明月公主缓缓道来:“成蟜这个人,并不意味着一个名字。他是一个由特定的成长环境、记忆、经历所构成的存在。你们称他为秦国太子,他自己也这样认为,那是因为在他的记忆中,秦国、太子,这些事情占到了近乎全部。当他想到自己,想到的就是有关秦国太子的记忆与经历,所以他对自己的身份,确信不疑。
“可是,如果有人在短短四天内,把他的记忆量扩充数百倍,情况又会怎样?
“他仍然记得自己是成蟜,是秦国太子。只是关于这些记忆的细节,在他的全部记忆总量之中,已经占不到百分之一。而他记忆中的近乎全部,已经是我们彻底陌生的另一些经历。
“这时候,当他面对我们时,他仍然承认自己是成蟜太子,从未否认过。只是这个身份对他的影响,在他的心里已经是微乎其微,甚至可以忽略不计了。
“决定他对我们态度的,是他记忆中的大部分。而这大部分记忆,充满了对我们的敌意与厌憎,所以他的行为,也就顺由自己的心,对我们做出了他想做出的事情。”
周义肥大骇:“成蟜太子不过失踪短短四天,谁能够在这么短的时间里,把他的记忆总量扩大到数百倍?”
明月公主失笑:“义肥大叔,人的记忆并不是靠时间长短决定的,而是靠经历对心理的刺激决定的。十几年缺乏刺激的生活,在我们记忆中只占极小部分。占到我们记忆中大部分的,往往是一瞬间的巨大刺激。所以人生才会这么奇怪,瞬间犹如千年,千年不过瞬间。”
嫪毐突然爬了过来:“公主,公主,小人听明白了,你能够找回太子,对吧?你肯定能的。求公主发发慈悲,救回成蟜太子吧。

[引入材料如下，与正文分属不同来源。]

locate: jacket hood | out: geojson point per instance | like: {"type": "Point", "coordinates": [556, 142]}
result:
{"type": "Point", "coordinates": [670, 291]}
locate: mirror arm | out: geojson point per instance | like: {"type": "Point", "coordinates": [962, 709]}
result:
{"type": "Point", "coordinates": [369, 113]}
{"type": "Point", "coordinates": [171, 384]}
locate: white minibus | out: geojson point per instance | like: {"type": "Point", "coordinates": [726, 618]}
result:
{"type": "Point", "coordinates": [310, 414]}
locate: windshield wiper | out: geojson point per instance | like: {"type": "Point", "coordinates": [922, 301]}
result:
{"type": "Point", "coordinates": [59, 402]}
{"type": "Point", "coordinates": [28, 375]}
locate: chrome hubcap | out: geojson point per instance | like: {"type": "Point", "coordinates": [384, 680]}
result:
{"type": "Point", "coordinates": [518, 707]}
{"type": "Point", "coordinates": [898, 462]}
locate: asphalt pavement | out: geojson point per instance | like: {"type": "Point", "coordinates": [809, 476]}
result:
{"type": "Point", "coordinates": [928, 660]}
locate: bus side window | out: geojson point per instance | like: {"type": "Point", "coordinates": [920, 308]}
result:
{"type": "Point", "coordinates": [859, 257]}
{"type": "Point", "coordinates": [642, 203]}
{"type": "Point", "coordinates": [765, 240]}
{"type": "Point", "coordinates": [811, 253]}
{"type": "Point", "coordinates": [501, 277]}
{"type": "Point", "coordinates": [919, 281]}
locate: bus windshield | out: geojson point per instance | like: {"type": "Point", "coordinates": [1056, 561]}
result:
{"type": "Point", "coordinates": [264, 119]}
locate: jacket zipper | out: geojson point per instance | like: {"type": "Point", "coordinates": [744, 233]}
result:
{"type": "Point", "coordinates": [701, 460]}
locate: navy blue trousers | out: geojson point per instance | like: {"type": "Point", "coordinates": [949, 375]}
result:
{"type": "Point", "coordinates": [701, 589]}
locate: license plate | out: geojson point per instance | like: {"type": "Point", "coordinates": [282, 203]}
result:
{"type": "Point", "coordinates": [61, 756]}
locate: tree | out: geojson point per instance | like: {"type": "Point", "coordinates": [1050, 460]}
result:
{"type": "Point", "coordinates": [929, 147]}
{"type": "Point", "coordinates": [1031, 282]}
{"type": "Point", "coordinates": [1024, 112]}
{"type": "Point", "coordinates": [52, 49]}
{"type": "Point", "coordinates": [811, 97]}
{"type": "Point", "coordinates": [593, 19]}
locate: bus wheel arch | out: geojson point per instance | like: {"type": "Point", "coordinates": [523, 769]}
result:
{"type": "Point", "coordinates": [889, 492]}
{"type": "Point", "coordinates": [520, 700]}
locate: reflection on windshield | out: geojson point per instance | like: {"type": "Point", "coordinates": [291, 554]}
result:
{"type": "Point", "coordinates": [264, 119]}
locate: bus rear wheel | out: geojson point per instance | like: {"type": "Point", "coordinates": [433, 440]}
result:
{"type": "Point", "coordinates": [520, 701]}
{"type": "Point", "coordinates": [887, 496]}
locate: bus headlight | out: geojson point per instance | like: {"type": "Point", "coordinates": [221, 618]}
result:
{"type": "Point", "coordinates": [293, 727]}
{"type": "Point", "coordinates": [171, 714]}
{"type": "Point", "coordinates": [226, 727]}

”
“我们无法抹除他突然多出来的百数倍的记忆,因为那是他生命中刺激程度最强烈的经历,是已经发生的事实。就算我们把他救回来,可他已经不再是他,因为他的记忆结构,被永久性地改变了。要怎样做,我们才能施加更剧烈的刺激,重新调整他的记忆呢?
“难!
“难,难,难!”
公元前二四二年,秦王嬴政十八岁。
在位第五年。
他负手立于轩窗之下,眺望云雾缭绕的骊山。
胡须已经斑白的国相吕不韦跪于秦王身后,口中嗫嗫说着:“是的主上,情况就是这么个情况,当时众人都以为君夫人死了,可是明月公主派周义肥找来了圆鸦先生,医好了君夫人。只是听说夫人的身体更弱了,更怕经风受雨。韩国好端端地,没招谁没惹谁,却摊上这么一档子事,赵国的君夫人遇刺,呃,韩王一来怕赵人兴兵,二来畏秦人问罪,经公子非再三调和,最后决定献出百里之地,以为公子成蟜之采邑,成蟜因此获封长安君。”
“长安君?”秦王回过头来,皱眉道,“吕相啊,你嘴里跟叼块热豆腐一样,含含糊糊说这许多,可是寡人愈发困惑,这些年来,究竟发生了什么?”
吕不韦脑中亦是杂乱无章:“实禀主上,事发突然,老臣尚未理出个头绪。”
秦王顿了顿,问道:“君夫人的身体,恢复得很慢吗?”
吕不韦颔首:“听说就那样吧,好不了,她自己又不注意,总是在生死边缘徘徊。”
秦王又问道:“她身边那个人是谁?”
吕不韦诧异:“主上怎么会知道有人在帮她?”
秦王再一次眺望远处的骊山:“中庸之为德也,其至矣乎,民鲜久矣。君德为日,煊赫当空,百兽生焉,万木盛焉。若那日沉西山,再不复升起,这个世界也就进入了无边的黑暗。君夫人就是那些人的太阳啊,她突然遇刺,寡人不明白那些人为什么没有崩溃。”
吕不韦敬佩道:“主上神明,听说是信陵君的女儿襄助君夫人,号明月公主。年龄不大,今年也只不过十五岁,但颇有乃父之风,智力更在君夫人之上。”
秦王失笑:“居于君夫人之上的智力,却花费若许之久,才替寡人的弟弟讨到百里之封,那个明月公主,寡人就当她不曾存在吧。”
吕不韦想了想:“听说成蟜之封,在韩国拖了这么久,是有原因的。”
“哦?”秦王诧异,“什么原因?”
吕不韦答道:“成蟜曾经被人掳走过,染患重病。”
秦王轻笑道:“寡人的弟弟,与寡人可谓同体连心。吕相为什么不把成蟜的病情,打听得更清楚些?”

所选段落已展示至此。